To support the Dialog service, different natural language and speech tasks will generally be required, depending on the channels your application is using and the types of input you are dealing with. You may need one or more of the following:

  • Natural language understanding: For text inputs or speech recognition results, taking in a text string and interpreting the intent of the sentence and any entities
  • Speech recognition: For speech inputs, taking in speech audio and returning a text transcription
  • Text to speech: For speech applications, taking in a text script and for the dialog response and returning this to the user as synthesized speech audio

The Dialog service does not itself perform these tasks but relies on other services to carry them out.

The Mix platform offers a set of Conversational AI services to handle these tasks:

  • NLUaaS: For natural language understanding
  • ASRaaS: For speech recognition
  • TTSaaS: For generating text-to-speech

Your client application can handle these tasks either with the Mix services, or by using third party services.

Server-side orchestration

Dialog service offers the possibility of special integration when using Mix services. Properly formatted requests sent to DLGaaS will automatically trigger calls to other Mix services. Rather than needing to separately call the other Mix services, Dialog can orchestrate with the other Mix services when requested, behind the scenes as follows. The Dialog service:

  1. Prepares and forwards a request to the specific Mix service
  2. Receives the response from the Mix service
  3. Prepares and forwards this response to the client application bundled as part of the standard DLGaaS response to the initial DLGaaS request

For orchestrated ASRaaS and TTSaaS requests, the DLGaaS service supports streaming of the audio input/output in both directions.

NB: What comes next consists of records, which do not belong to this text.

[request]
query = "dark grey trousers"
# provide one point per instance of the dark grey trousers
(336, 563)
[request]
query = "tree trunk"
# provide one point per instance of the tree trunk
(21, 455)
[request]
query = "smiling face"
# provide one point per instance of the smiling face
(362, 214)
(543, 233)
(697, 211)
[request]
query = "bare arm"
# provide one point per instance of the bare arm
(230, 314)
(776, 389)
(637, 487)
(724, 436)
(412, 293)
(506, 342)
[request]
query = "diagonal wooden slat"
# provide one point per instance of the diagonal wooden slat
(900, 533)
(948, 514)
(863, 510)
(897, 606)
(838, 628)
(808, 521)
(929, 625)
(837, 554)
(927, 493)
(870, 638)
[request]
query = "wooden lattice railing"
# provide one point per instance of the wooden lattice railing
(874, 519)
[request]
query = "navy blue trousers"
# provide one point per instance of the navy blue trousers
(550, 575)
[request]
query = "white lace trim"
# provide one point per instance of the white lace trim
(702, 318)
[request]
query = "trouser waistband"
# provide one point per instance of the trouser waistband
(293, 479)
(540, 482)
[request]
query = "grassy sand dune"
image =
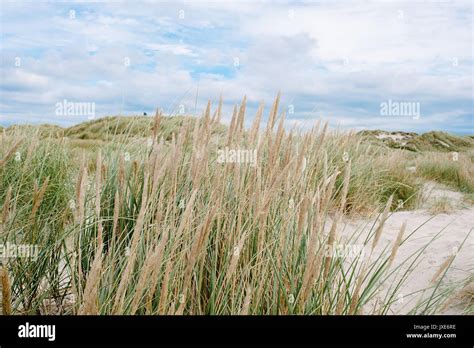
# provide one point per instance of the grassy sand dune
(158, 215)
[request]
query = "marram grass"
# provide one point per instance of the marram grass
(162, 227)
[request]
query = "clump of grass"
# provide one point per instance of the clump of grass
(441, 205)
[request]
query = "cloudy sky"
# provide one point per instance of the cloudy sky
(334, 60)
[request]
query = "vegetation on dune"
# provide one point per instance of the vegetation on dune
(163, 227)
(434, 141)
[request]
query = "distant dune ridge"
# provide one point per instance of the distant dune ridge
(167, 219)
(106, 128)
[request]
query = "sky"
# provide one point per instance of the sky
(344, 62)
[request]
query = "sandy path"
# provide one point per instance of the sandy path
(455, 228)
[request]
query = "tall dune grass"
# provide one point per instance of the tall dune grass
(167, 229)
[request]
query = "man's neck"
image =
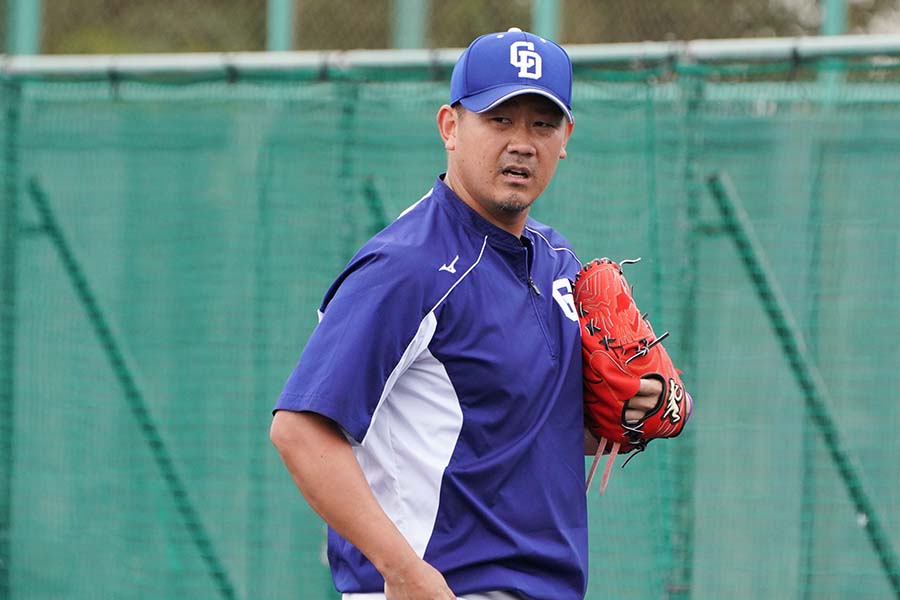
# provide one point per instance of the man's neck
(513, 223)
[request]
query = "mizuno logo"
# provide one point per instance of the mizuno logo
(673, 402)
(451, 268)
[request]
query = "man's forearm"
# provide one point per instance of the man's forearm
(324, 468)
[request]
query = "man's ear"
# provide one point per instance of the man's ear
(568, 133)
(448, 121)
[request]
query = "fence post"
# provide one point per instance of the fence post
(545, 19)
(279, 25)
(9, 229)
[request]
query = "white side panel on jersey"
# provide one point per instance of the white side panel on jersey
(413, 433)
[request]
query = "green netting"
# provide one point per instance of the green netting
(166, 244)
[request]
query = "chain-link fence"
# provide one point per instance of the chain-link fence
(128, 26)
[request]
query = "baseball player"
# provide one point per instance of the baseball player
(435, 418)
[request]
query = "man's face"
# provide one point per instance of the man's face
(501, 160)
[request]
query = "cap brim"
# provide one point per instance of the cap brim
(495, 96)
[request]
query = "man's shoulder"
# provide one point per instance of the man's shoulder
(550, 236)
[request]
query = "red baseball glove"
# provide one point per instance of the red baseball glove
(619, 349)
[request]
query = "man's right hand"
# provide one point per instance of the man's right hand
(417, 581)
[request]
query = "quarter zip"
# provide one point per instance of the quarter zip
(536, 296)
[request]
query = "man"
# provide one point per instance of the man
(435, 417)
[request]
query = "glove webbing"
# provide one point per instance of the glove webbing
(609, 463)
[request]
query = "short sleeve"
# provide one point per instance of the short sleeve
(370, 317)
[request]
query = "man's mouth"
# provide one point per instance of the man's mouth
(517, 172)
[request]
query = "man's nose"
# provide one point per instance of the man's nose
(520, 141)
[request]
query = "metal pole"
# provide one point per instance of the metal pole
(409, 23)
(9, 229)
(545, 20)
(280, 25)
(834, 19)
(23, 27)
(834, 22)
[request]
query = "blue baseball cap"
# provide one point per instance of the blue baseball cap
(498, 66)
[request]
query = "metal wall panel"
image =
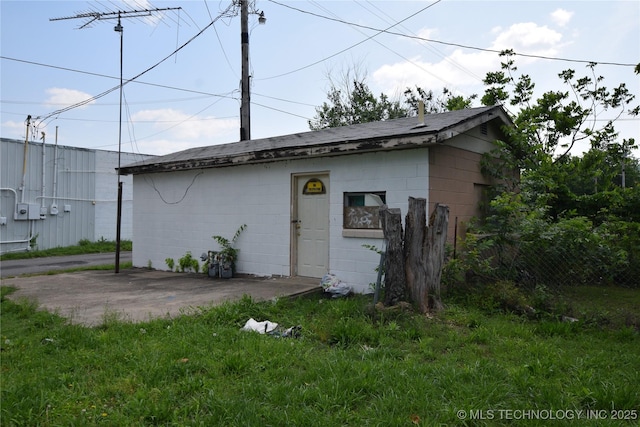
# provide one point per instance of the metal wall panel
(84, 190)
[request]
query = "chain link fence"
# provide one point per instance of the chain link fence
(556, 260)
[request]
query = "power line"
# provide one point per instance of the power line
(348, 48)
(108, 91)
(619, 64)
(115, 78)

For more details about how to format inputs to trigger orchestration with Mix services, see Client app development.

Client-side orchestration

Alternatively, you can orchestrate outside Dialog with the other Mix services or even with third party tools rather than leaving it to Dialog.

The Dialog API returns resources and resource references for NLU, ASR, TTS, and NR (Nuance Recognizer) as part of QAAction messages in execute response payloads. These resources can be called upon in orchestration to tune the performance of the other Mix services.

For more details, see Resources for external orchestration.